Homélie - Pâques 2016 : Sancta Novitas

Il est beaucoup question de nouveauté dans la liturgie pascale. La louange du cierge pascal, au début de l’office, nous parle de « l’aube nouvelle d’un monde rajeuni » dans la Pâque du Christ. La bénédiction de l’eau qui précède les baptêmes demande de « renouveler notre nature pécheresse dans le bain de la nouvelle naissance ». La prière d’ouverture de la messe du jour de Pâques demande, elle, que l’Esprit Saint « fasse de nous des hommes nouveaux, pour que nous ressuscitions dans la lumière de la vie ». Par –dessus tout une des admirables oraisons de la veillée, celle qui conclut les lectures de l’ancien testament et qui provient des anciens sacramentaires, de la liturgie des premiers siècles, dit ceci : « Que le monde entier reconnaisse la merveille : ce qui était abattu est relevé, ce qui avait vieilli est rénové, et tout retrouve son intégrité première en Celui qui est le principe de tout, Jésus-Christ notre Seigneur ». Une autre très antique oraison le résume d’un seul mot : elle demande que nous soyons en capacité d’accueillir la « sainte nouveauté » : capaces sanctae novitatis. 

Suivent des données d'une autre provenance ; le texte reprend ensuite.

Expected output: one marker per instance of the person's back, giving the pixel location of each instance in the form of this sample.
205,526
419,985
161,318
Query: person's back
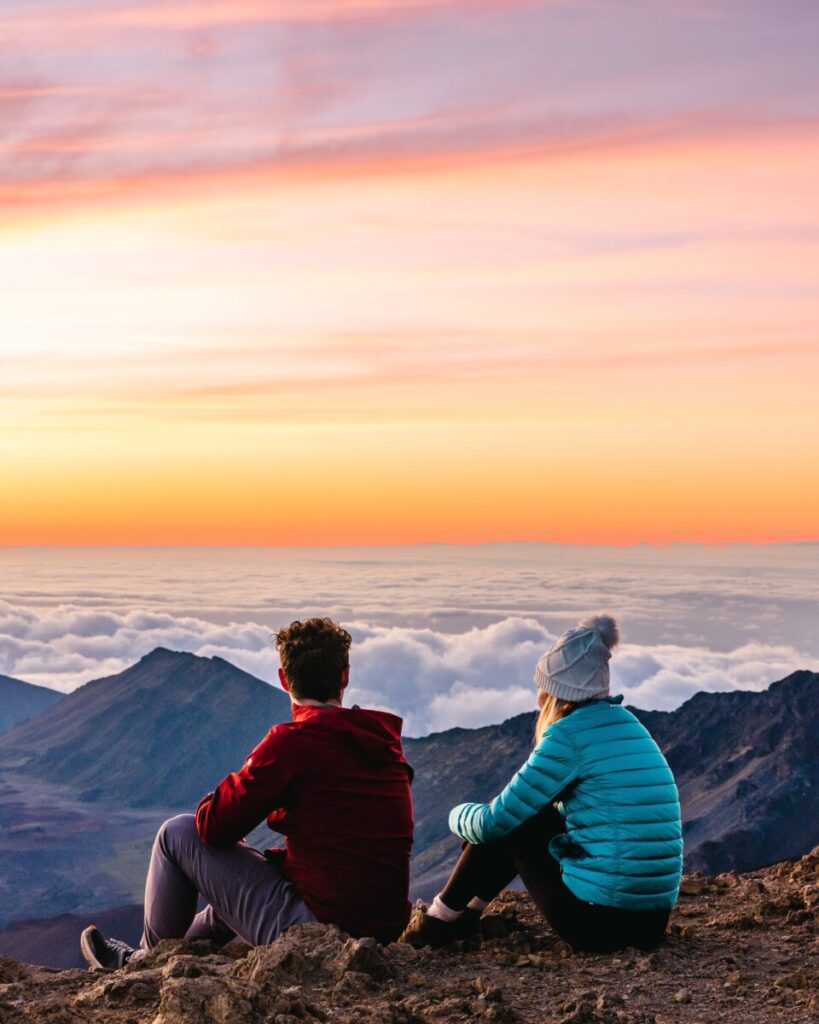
333,780
621,810
336,784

Mais qu’est-ce que la nouveauté de Pâques ? Nous ne nous faisons peut-être pas une idée très juste de la nouveauté. Nous la confondons avec l’éphémère. Ce qui est « neuf » pour nous aujourd’hui, c’est ce qui sera vieux demain ; ce sont les produits de notre monde de la consommation et de la surinformation : une nouvelle technologie rend obsolète aujourd’hui ce qui était à la pointe hier, comme pour nos ordinateurs et nos téléphones portables ; une nouvelle information chasse immédiatement l’autre, alors que les médias ne parlaient que de cela la veille. Ce n’est pas cette nouveauté mobile, qui n’est qu’une fuite en avant, que la grâce de Pâques veut nous offrir. La nouveauté de Pâques, c’est justement que le Christ nous fait entrer dans le définitif. « Ressuscité des morts, le Christ ne meurt plus. Sur lui la mort n’a plus aucun pouvoir. Car il est mort, et c’est au péché qu’il est mort une fois pour toutes ; il est vivant, et c’est pour Dieu qu’il est vivant. » Comme le dit la liturgie, le Christ vient nous rendre notre « intégrité première » ; car c’est le péché, au fond, qui nous entraîne dans cette fuite en avant, qui nous fait croire que parce nous aurons en mains des produits « nouveaux », parce que nous éprouverons des sensations « nouvelles », nous échapperons à la dégradation et à la mort. Mais tout ce qui est du péché – l’orgueil, la violence, l’indifférence, la domination – est toujours déjà vieux ; et les vertus de l’évangile – l’amour, la miséricorde, le pardon n – sont toujours neuves, fraîches, inépuisables, comme une source qui se renouvelle toujours et qui renouvelle ceux qui s’en approchent. 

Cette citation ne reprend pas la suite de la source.